Former Airports Commission chair and Sir John Armitt urge MPs to back Heathrow third runway in summer vote
By Alexandra Rogers (City AM)
The former Chairman of the Airports Commission, Sir Howard Davies, and a Commissioner on the Airports Commission, Sir John Armitt, have written to MPs urging them to vote in favour of a third runway at Heathrow after the Cabinet approved the government’s controversial expansion plans earlier this week.
Sir Howard Davies and Sir John Armitt said the impression among other countries with rival hub airports was that the UK was being “increasingly inward-facing and having limited ambition to expand its reach, even as it navigates the uncertainty caused by its impending departure from the European Union”.
It said that while other UK airports such as Gatwick provided a “promising” location for expansion, none were matched by Heathrow in terms of the volume of long-haul routes.
It said Gatwick and other airports such as Birmingham, Manchester and Glasgow, while being of “huge value” to their regional economies, tended to duplicate routes already served by Heathrow rather than adding to the existing network.
They said their “firm view” was that the third runway met the test of the national interest and urged MPs to vote in favour of the policy.
However, the plans approved by Cabinet haven’t been unanimously well received.
The London Assembly and the GLA Conservatives both stated their opposition to the north west runway. Tory member Tony Arbour said it was “with sorrow” that he stood against his party and called on the mayor and the assembly to do “whatever they can do derail these proposals”.
Liberal Democrat Caroline Pidgeon, who proposed the motion to reject Heathrow, said: “The case for a third runway was based on a ‘number of false claims’, including a lack of capacity at other airports such as Gatwick.

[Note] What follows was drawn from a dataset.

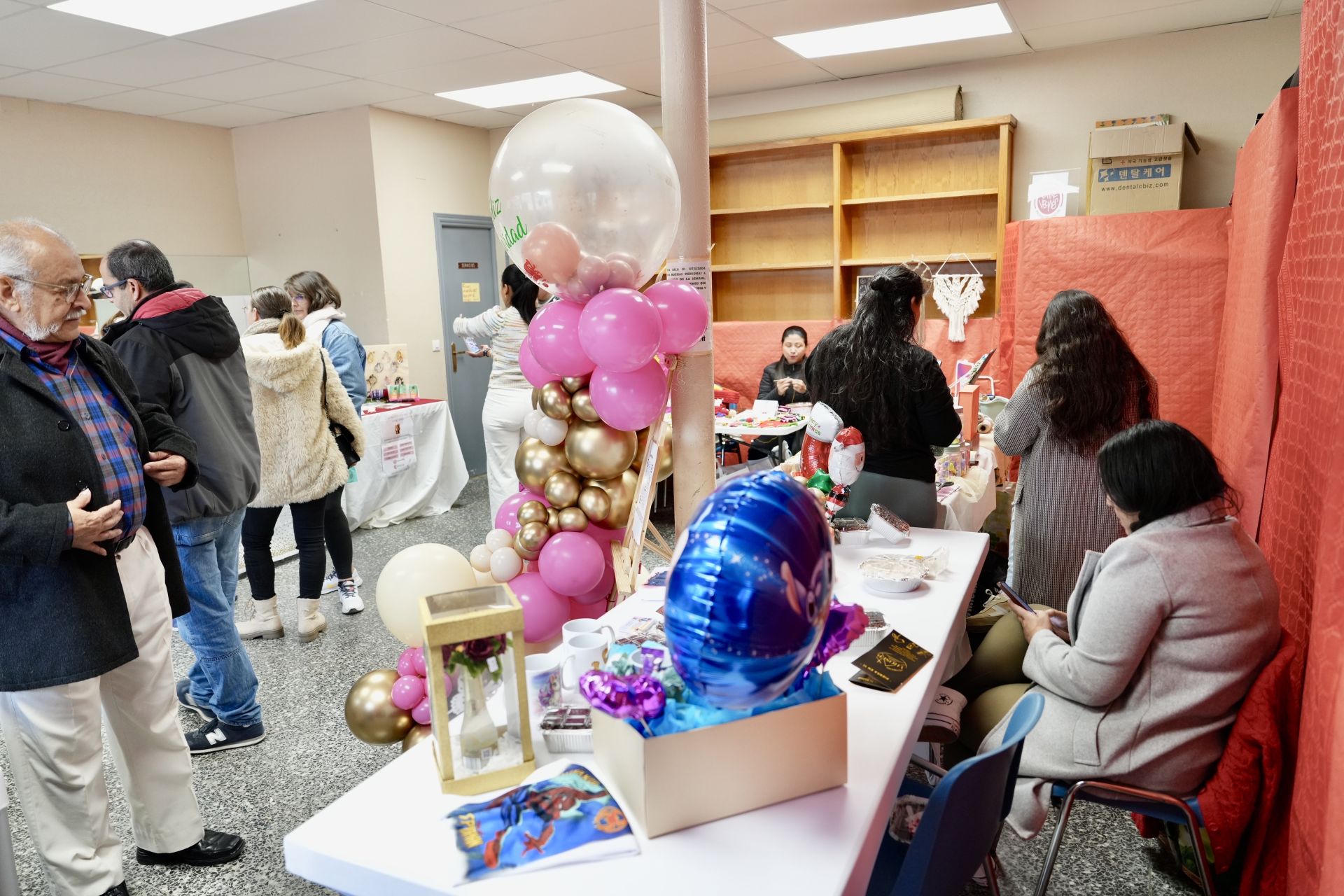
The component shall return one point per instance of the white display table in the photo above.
(388, 836)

“A third runway will create noise disturbance for a further 300,000 people and add to higher levels of air pollution in parts of London where air pollution already exceeds illegal levels,” she said.
“We can ensure we retain international connections without following the foolish option of the incredibly expensive third Heathrow runway. A third Heathrow runway comes at a huge price that is simply not worth paying for.”